La fausse déclaration intentionnelle suppose une volonté de l’assuré de mauvaise foi de tromper l’assureur. Cette mauvaise foi débouche sur la sanction de la nullité absolue du contrat d’assurance, de la conservation des primes déjà perçues par l’assureur et des primes à échoir à titre de dommages intérêts. Ce dernier devra pour cela démontrer le comportement frauduleux et l’apprécier au jour de sa découverte.

Tout argument de l’assuré visant à se déresponsabilisé en soulignant une probable erreur commise sur la carte grise de son véhicule par l’officier public serait supercherie, cela principalement car il est peu probable qu’il n’ait pas constaté cette erreur au moment où les cases du questionnaire d’assurance devait être complétées de sa propre main. Il est aussi peu probable qu’un conducteur puisse ignorer la puissance de son véhicule, et donc ne pas constater aussitôt l’erreur. La dissimulation de l’information constitue dès lors et indéniablement une fraude à l’assurance.

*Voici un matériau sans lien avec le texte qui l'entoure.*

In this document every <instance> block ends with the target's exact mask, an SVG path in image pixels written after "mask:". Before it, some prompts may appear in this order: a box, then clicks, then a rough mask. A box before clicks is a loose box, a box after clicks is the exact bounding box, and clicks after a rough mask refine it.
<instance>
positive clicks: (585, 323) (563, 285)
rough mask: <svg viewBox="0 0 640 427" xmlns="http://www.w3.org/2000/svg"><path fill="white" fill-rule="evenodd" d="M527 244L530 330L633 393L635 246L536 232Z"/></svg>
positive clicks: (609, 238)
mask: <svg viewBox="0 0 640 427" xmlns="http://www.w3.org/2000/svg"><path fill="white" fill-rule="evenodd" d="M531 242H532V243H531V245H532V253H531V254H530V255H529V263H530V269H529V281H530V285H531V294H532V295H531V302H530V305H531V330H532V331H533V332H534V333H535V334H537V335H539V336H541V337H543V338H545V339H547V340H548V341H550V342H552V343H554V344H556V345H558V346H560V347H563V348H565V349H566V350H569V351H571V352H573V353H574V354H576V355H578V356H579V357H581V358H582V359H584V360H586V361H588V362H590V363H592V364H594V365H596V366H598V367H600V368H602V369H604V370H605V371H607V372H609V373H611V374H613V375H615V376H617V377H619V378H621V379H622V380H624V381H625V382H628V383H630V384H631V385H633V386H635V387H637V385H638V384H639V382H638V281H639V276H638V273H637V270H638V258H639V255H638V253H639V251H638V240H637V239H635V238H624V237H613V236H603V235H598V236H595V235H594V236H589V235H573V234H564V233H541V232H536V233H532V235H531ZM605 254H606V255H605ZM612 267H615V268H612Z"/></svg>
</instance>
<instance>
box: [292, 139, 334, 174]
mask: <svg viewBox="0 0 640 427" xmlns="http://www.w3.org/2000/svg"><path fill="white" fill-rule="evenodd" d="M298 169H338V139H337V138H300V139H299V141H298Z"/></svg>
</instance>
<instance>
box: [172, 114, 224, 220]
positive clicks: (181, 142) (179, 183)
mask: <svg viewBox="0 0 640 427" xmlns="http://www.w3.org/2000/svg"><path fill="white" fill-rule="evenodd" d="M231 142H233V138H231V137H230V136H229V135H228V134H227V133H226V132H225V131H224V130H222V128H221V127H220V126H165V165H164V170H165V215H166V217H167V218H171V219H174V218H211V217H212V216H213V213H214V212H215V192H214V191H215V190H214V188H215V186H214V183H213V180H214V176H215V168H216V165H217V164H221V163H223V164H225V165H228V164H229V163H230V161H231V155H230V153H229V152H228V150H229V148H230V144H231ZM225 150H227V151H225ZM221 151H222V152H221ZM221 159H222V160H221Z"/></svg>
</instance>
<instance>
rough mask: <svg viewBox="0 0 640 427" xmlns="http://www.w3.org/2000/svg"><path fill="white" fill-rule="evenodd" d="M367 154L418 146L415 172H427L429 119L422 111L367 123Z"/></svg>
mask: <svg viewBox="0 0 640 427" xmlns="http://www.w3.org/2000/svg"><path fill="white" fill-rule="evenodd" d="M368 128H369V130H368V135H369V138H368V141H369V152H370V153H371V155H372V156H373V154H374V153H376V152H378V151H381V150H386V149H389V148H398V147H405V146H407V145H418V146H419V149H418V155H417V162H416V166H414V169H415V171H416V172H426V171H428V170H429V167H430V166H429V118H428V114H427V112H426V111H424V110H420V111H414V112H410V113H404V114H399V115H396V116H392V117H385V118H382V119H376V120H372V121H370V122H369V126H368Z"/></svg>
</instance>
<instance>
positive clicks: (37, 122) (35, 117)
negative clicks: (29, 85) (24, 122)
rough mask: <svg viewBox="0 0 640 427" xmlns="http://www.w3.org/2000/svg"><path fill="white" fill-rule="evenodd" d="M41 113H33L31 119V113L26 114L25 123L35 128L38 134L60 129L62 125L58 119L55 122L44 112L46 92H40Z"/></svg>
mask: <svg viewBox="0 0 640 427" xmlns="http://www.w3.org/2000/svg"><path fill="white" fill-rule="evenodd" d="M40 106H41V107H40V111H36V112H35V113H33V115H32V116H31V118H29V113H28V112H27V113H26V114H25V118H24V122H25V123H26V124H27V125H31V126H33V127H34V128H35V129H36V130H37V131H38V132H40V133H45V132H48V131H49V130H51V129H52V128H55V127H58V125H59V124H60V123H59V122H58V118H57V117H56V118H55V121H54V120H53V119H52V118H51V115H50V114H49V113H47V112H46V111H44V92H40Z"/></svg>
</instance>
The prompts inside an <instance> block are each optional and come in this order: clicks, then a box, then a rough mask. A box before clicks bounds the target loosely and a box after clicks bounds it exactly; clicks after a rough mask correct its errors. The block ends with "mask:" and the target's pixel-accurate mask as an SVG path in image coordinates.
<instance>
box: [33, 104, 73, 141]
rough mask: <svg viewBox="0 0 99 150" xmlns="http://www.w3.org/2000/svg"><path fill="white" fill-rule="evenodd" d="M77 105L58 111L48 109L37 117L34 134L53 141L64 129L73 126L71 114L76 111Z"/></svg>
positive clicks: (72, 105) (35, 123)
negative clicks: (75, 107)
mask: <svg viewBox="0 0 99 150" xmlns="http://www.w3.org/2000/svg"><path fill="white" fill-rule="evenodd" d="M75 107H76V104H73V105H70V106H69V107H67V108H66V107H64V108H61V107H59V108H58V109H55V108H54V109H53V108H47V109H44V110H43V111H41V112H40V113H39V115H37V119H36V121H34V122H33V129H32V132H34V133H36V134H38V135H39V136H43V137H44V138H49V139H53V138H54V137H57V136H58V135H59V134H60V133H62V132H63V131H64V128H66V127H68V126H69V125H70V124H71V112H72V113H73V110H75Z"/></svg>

A côté de la probabilité d’une erreur sur les papiers administratifs du véhicules, erreur reportée frauduleusement sur le questionnaire d’assurance, la présentation de faux papiers du véhicule sur lesquels serait inscrite une puissance fiscale inférieure à la puissance réelle du véhicule pourrait permettre d’engager la responsabilité pénale du contrefacteur pour faux et usage de faux.

II – La falsification intentionnelle de documents : le délit pénal de faux et usage de faux

Le délit pénal de faux et usage de faux (FORGERY) se définit comme « toute altération frauduleuse de la vérité, de nature à causer un préjudice et accomplie par quelque moyen que ce soit, dans un écrit ou tout autre support d’expression de la pensée qui a pour objet ou qui peut avoir pour effet d’établir la preuve d’un droit ou d’un fait ayant des conséquences juridiques ».
Dans notre cas, il s’agirait pour le propriétaire du véhicule de présenter à l’assureur des documents falsifiés, la falsification portant ici sur la puissance fiscale du véhicule. Cela vaut aussi pour la cession d’un véhicule avec transmission de faux documents ou de documents falsifiés (qui sont à distinguer).

A titre d’information pratique, il est bon de rappeler aux mauriciens que toutes modifications apportées à un véhicule, qu’elles soient mécaniques ou esthétiques, doivent être communiquées à la NTA et à votre assureur, faute de quoi toute dissimulation pourrait constituer une fraude et déboucher sur la nullité du contrat d’assurance ou sur le maintien du contrat par l’assureur mais avec réévaluation du montant de la prime – selon les cas.

Enfin et pour rappel, le délit de faux et usage de faux est sanctionné par une peine d’amende, à laquelle peut s’ajouter une peine d’emprisonnement.